* slow complex<double>'s with g++
@ 2006-03-03 17:21 Greg Buchholz
2006-03-03 17:37 ` Brian Budge
0 siblings, 1 reply; 8+ messages in thread
From: Greg Buchholz @ 2006-03-03 17:21 UTC (permalink / raw)
To: gcc-help
/*
While writing a C++ version of the Mandelbrot benchmark over at the
"The Great Computer Language Shootout"...
http://shootout.alioth.debian.org/gp4/benchmark.php?test=mandelbrot&lang=all
...I've come across the issue that complex<double>'s seem painfully slow
unless compiled with -ffast-math. Of course doing that results in
incorrect answers because of rounding issues. The speed difference for
the program below is between 5x-8x depending on the version of g++. It
is also about 5 times slower than the corresponding gcc version at...

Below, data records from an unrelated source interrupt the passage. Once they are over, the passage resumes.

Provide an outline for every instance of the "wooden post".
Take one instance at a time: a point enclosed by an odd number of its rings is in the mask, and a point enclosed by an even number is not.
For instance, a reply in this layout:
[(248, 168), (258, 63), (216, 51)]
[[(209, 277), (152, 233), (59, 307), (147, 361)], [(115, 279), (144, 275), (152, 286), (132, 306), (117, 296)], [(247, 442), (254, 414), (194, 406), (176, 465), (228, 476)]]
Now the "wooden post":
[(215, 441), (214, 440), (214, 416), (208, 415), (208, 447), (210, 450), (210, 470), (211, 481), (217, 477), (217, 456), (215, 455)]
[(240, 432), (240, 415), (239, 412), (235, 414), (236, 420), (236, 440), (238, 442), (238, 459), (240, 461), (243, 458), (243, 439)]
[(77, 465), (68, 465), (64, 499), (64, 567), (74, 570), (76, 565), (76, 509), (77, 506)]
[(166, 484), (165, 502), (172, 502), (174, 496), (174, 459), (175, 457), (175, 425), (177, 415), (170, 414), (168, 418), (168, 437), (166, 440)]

http://shootout.alioth.debian.org/gp4/benchmark.php?test=mandelbrot&lang=gcc&id=2
...I'd be interesting in learning the reason for the speed difference.

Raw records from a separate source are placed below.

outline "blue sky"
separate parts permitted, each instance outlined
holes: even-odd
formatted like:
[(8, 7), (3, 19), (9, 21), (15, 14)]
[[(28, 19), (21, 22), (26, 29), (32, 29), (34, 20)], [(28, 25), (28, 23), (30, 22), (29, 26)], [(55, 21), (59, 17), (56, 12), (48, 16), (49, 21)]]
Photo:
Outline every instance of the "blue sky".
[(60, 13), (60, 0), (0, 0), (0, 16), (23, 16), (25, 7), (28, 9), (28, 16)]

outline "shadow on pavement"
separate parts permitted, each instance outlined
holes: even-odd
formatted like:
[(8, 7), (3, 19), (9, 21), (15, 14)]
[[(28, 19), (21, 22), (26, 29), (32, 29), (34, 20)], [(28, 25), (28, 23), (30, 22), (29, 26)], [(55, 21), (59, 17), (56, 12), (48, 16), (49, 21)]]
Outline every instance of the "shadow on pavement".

Does it have something to do with temporaries not being optimized away,
or somesuch? A limitation of the x87 instruction set? Is it inherent
in the way the C++ Standard requires complex<double>'s to be calculated?
My bad coding style?
Curious,
Greg Buchholz
*/
// Takes an integer argument "n" on the command line and generates a
// PBM bitmap of the Mandelbrot set on stdout.

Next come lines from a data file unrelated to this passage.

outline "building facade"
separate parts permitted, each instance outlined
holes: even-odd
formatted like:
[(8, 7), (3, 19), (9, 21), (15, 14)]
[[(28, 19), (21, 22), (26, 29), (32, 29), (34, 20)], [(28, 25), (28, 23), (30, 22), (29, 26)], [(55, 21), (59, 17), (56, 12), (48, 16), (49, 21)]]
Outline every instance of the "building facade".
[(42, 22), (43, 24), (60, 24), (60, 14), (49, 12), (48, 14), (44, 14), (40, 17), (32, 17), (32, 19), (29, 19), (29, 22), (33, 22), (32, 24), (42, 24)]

// see also: ( http://sleepingsquirrel.org/cpp/mandelbrot.cpp.html )
#include<iostream>
#include<complex>
int main (int argc, char **argv)
{
char bit_num = 0, byte_acc = 0;
const int iter = 50;
const double limit_sqr = 2.0 * 2.0;
std::ios_base::sync_with_stdio(false);
int n = atoi(argv[1]);
std::cout << "P4\n" << n << " " << n << std::endl;
for(int y=0; y<n; ++y)
for(int x=0; x<n; ++x)
{
std::complex<double> Z(0.0,0.0);
std::complex<double> C(2*(double)x/n - 1.5, 2*(double)y/n - 1.0);
for (int i=0; i<iter and norm(Z) <= limit_sqr; ++i) Z = Z*Z + C;
byte_acc = (byte_acc << 1) | ((norm(Z) > limit_sqr) ? 0x00:0x01);
if(++bit_num == 8){ std::cout << byte_acc; bit_num = byte_acc = 0; }
else if(x == n-1) { byte_acc <<= (8-n%8);
std::cout << byte_acc;
bit_num = byte_acc = 0; }
}
}
^ permalink raw reply [flat|nested] 8+ messages in thread
* Re: slow complex<double>'s with g++
2006-03-03 17:21 slow complex<double>'s with g++ Greg Buchholz
@ 2006-03-03 17:37 ` Brian Budge
2006-03-03 17:46 ` Greg Buchholz
2006-03-03 19:22 ` slow complex<double>'s with g++ Greg Buchholz
0 siblings, 2 replies; 8+ messages in thread
From: Brian Budge @ 2006-03-03 17:37 UTC (permalink / raw)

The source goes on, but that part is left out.